Après une vaine tentative de jumelage, qui leur aurait permis d’étudier et de jouer au sein d’une université française, elles ont finalement décidé de faire leurs propres démarches et de décrocher un engagement avec l’organisation du Lons Section Paloise Rugby féminin, dans la région de Pau.

« Nous jouons dans le circuit élite, le niveau le plus élevé en France. Au sein de notre équipe, on retrouve des joueuses de 19 à 37 ans, de différentes origines. Certaines font même partie de l’équipe nationale de leur pays respectif », explique Alysia.

« Même s’il y a des athlètes d’expérience, on a droit à beaucoup de temps de jeu », se réjouit-elle.

Les deux Estriennes avouent cependant avoir dû apporter des ajustements une fois sur le terrain, en raison du style différent pratiqué en France. « Au Québec, on met beaucoup l’accent sur l’aspect technique, alors que les Françaises priorisent plutôt le jeu agressif. Ici, on fonce dans le tas et après on pense à la technique », lance Ariane en riant.

Déjà un premier championnat

Devenues des joueuses de rugby pratiquement à temps plein, Alysia Comtois et Ariane Bouchard apprécient cette nouvelle vie consacrée à leur sport de prédilection.

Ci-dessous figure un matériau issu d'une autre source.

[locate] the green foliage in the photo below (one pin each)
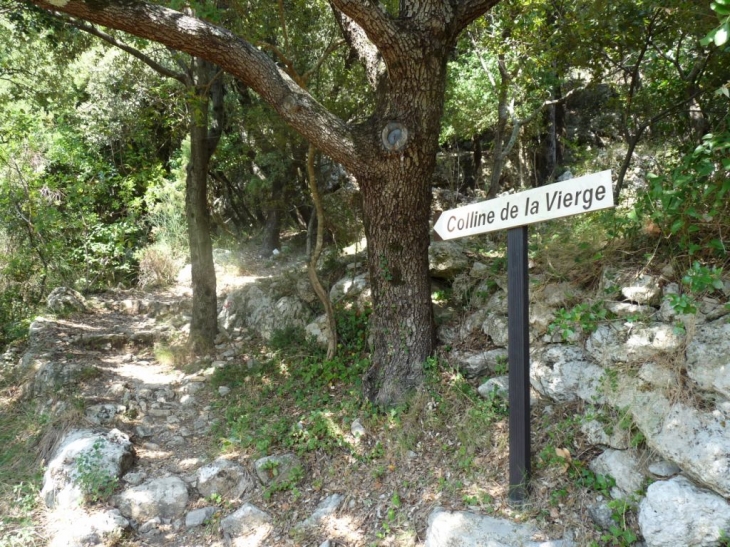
(582, 318)
(689, 202)
(94, 478)
(321, 391)
(699, 280)
(719, 35)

Les deux femmes habitent le même appartement à Pau, dans le Sud de la France, et elles se retrouvent à proximité de plusieurs points d’intérêt. « On est à une heure de route de l’Espagne ou encore à une heure de la plage. Et avec tous nos matches, on a la chance de visiter plusieurs villes comme Lyon ou Montpellier », citent-elles en exemple.

« En plus, on se retrouve dans une région où le rugby est le sport le plus populaire. Quand tu ouvres la télé, tu vois beaucoup plus de matches de rugby que de soccer. Dès leur jeune âge, les enfants apprennent les rudiments de ce sport. À 5, 6 ou 7 ans, ils savent déjà comment plaquer », s’étonnent-elles.

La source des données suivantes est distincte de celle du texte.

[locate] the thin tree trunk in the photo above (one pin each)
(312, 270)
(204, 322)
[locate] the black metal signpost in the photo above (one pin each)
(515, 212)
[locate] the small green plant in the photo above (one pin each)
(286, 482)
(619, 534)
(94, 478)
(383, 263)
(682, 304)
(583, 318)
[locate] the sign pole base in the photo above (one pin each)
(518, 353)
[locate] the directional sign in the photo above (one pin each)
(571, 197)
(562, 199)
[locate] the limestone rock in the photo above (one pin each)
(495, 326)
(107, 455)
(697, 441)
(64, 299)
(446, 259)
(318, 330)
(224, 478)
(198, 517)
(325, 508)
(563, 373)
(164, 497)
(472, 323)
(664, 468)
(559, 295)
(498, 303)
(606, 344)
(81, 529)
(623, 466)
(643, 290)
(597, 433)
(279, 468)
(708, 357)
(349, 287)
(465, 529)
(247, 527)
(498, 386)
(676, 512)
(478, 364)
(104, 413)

Et question de rendre le séjour encore plus agréable, leur équipe a récemment mis la main sur la Coupe Heineken lors d’un tournoi en Irlande. « Maintenant, on doit batailler pour accéder aux séries de fin de saison et au championnat de la Coupe de France. Au plus tard, les éliminatoires vont se terminer le 11 juin et on devra ensuite penser à rentrer au pays », expliquent-elles.

Enrôlée par Ottawa

Âgée de 25 ans, Ariane Bouchard a grandi à Magog avant de déménager à Sherbrooke. Évoluant à la position de centre, elle pratique le rugby depuis la fin de son secondaire. Elle ignore toutefois si elle pourra poursuivre sa carrière encore longtemps, elle qui complète actuellement un bac multidisciplinaire à distance.

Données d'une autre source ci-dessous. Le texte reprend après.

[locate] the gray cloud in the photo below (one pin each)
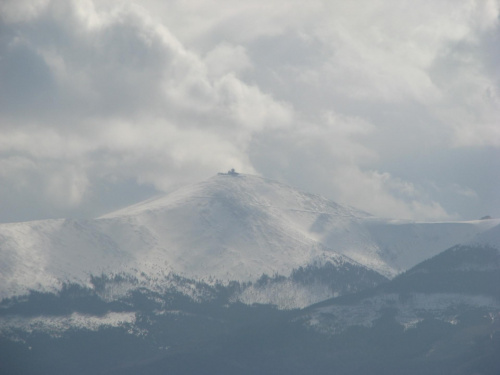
(365, 104)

Les choses sont un peu plus limpides pour Alysia Comtois, qui a déjà officialisé son engagement avec l’équipe de rugby de l’Université d’Ottawa. « J’ai terminé mon bac en kinésiologie à l’Université de Sherbrooke, et j’entreprendrai ma maîtrise en Ontario en septembre prochain. J’ai bien hâte de m’aligner avec les Gee-Gees », laisse-t-elle entendre.

Ancienne joueuse de basket avec les Volontaires du Cégep de Sherbrooke, la Magogoise de 24 ans avoue avoir découvert le rugby sur le tard. « J’ai commencé à y jouer à l’université seulement, mais j’ai tout de suite aimé ce sport. Et en plus, ça nous permet, à Ariane et moi, de vivre une expérience unique en France », se réjouit la joueuse de première ligne.